Bridger continues to amaze me each day.  He laughs, he eats, he babbles, he even crawls!  In his darker days I never thought I'd see him like this.  I had no hope.  Only the drive to survive.  I'm not alone in this.  In the research I did the will to survive seemed to be the only thing that kept many parents going.  Not the hope that their child may get married, or walk, or even go to college.  Survival through another day was all that mattered.  Eventually as parents simplify their expectations for their child hope begins to glimmer.  But only then.  I remember a point when I welcomed Bridger's seizures.  About 30 seconds before he had one he would snap out of the fog he was always in and he would smile at me.  It was like HE was trying to comfort me each time!  Those smiles are what I survived for.  All I wanted was one smile.  How amazing that day was when I got two, then three...and then smiles every day.

I have hope.  Bridger has a 24 EEG next week and I have hope that he will come back clean.  I have hope that we can take him off his medications and I have hope that we will never see those horrible seizures ever again.

Aside from hoping I know that my son will walk someday.  I know that one day he will understand his name.  I know that one day he will be able to say mama and dada.  I know that he will look us in the eyes one day and say "I love you."  So many parents of children with IS cannot say this.  Not in this life at least.

I do not know how we got so lucky.  There are many good parents who suffer much more than we did and I do not understand why.  Why does it have to be so hard?  Perhaps it will be harder for us again.  I deeply hope that it is not.  It is hard for us in other ways.  I'd take the struggles we have now over the seizures any day though.  May we all remember those parents who are are not so lucky and keep them in our thoughts and prayers.  Trust me.  They all need it.


Monday, December 16, 2013

The Miracles of a Sick Baby

Looking back at the last ten months of my son's life I'm overwhelmed by the amount of emotions, heart aches, successes, failures, dreams, and nightmares that have surrounded him in such a short time.  The ups and downs of a sick baby's life is hard.  Hard doesn't even scratch the suffice really.  The baby I gave birth to is gone but the little boy I have is nothing short of amazing.  Someone once described him to me as pure love.  I agree.
The thing that used to seem so wrong to me was that Bridger was perfectly normal to begin with.  He was right on target with all of his development and I never saw this coming.  My baby could never get sick! 

3 days before the seizures started
He did though.  I can't change that.  I've finally reached a point where that is ok.  There are many things that we never would have felt, experienced, or become if this had not happened. 

I know I say this often in jest but when Bridger got sick and put on all of his medications he reverted back to a newborn.  At first this really bothered me.  I have thought about it a lot though and how often do each of us look at our kids and remember how sweet they were as newborns?  How often do we wish we could have those moments again where they innocently laid in our arms as we rocked them to sleep?  I got several extra months of that.  What a miracle.

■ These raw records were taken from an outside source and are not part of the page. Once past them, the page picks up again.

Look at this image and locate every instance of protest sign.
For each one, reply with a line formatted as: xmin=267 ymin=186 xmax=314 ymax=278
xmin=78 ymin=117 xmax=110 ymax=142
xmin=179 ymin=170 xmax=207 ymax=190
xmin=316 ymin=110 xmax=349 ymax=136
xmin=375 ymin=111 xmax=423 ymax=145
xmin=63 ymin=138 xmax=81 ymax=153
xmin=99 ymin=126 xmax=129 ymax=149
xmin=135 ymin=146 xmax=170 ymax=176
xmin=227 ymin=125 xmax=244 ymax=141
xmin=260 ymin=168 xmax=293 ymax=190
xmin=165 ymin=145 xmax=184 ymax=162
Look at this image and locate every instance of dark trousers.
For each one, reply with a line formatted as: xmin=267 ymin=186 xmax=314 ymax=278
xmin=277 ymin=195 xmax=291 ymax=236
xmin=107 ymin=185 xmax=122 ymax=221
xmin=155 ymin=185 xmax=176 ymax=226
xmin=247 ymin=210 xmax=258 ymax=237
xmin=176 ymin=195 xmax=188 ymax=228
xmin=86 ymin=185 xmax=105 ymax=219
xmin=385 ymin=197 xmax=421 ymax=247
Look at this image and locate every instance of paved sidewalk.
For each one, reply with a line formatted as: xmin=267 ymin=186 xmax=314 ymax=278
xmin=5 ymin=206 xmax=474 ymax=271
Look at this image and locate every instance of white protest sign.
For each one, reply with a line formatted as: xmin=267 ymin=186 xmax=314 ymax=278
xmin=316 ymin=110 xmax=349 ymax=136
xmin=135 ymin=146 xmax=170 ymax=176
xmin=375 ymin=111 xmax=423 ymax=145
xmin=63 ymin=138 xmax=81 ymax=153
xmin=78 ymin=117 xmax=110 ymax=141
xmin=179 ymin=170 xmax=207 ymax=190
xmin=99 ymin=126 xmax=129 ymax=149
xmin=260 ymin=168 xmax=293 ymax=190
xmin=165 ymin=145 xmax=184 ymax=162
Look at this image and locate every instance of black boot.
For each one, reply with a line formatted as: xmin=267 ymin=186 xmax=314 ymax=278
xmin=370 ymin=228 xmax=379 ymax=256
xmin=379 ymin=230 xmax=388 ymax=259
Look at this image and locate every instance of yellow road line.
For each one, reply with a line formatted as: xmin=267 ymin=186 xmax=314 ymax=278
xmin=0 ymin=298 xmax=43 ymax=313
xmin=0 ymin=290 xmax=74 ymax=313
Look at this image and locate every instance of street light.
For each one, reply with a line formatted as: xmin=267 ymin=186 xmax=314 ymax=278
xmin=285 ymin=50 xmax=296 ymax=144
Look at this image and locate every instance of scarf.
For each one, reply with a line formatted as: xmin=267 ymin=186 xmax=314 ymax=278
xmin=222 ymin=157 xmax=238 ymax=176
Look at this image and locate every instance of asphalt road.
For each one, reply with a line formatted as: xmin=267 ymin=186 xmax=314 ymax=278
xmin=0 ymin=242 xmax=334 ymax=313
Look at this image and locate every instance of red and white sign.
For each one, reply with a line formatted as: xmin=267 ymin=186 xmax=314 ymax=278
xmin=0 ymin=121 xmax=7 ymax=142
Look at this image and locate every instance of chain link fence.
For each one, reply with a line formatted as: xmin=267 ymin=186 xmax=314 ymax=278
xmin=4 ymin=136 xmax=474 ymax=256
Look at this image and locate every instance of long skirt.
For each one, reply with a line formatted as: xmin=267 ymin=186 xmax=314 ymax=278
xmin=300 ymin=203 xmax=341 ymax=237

Being delayed indicates a sense of slowness.  I've grown to love slow.  Slow doesn't mean behind.  It means I get to enjoy Bridger's developmental steps that much longer and I appreciate those little steps that many take for granted.  I get to watch in amazement as he slowly develops those little things that so many don't see as a big deal.  Grabbing your toes is awesome!  Grabbing your toes on both feet is even more awesome!  Sucking on a binky or even being able to put it in your mouth is amazing.  Having the ability to make sounds, ANY sounds even if they are screeches is a beautiful thing to hear.  Being able to smile through the layers of swollen puffed up skin just make your day.  Holding your own bottle is a blessing.  Eating baby food is a miracle.  Having a delayed baby, what a miracle.

When I was pregnant I used to always say to Jake that I don't think I could ever take care of a sick baby.  I don't think that I could handle that kind of heartbreak and stress.  I don't know if I could do it.  I often hear people say those same phrases to me.  The thing is when that moment hits you square in the face you have to choose.  Do you love your child or not?  Will you fight for your child...or not?  The truth is that millions of people face hard things like this everyday.  Almost all of them chose to fight.  Somehow you build an inner strength that at once never seemed possible.  So to those who say to me that you don't think you could do it...I promise you that you could.  What a miracle.

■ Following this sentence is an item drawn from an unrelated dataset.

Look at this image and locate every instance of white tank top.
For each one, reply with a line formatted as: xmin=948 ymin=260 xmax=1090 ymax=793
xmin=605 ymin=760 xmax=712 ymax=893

Bridger's seizures forced us to face many obstacles.  I often ask myself how other people do it without an amazing support system? Our whole family has been such a strength to us.  People compliment us on how well we seem to do and I can never say thank you without mentioning how much help we receive from our family.  Our family has spent many days and nights watching Bridger, praying for him, crying for him, crying for us, loving us, and going through the motions of this insane roller coaster ride called our life.  They are a huge strength to us.  What a miracle.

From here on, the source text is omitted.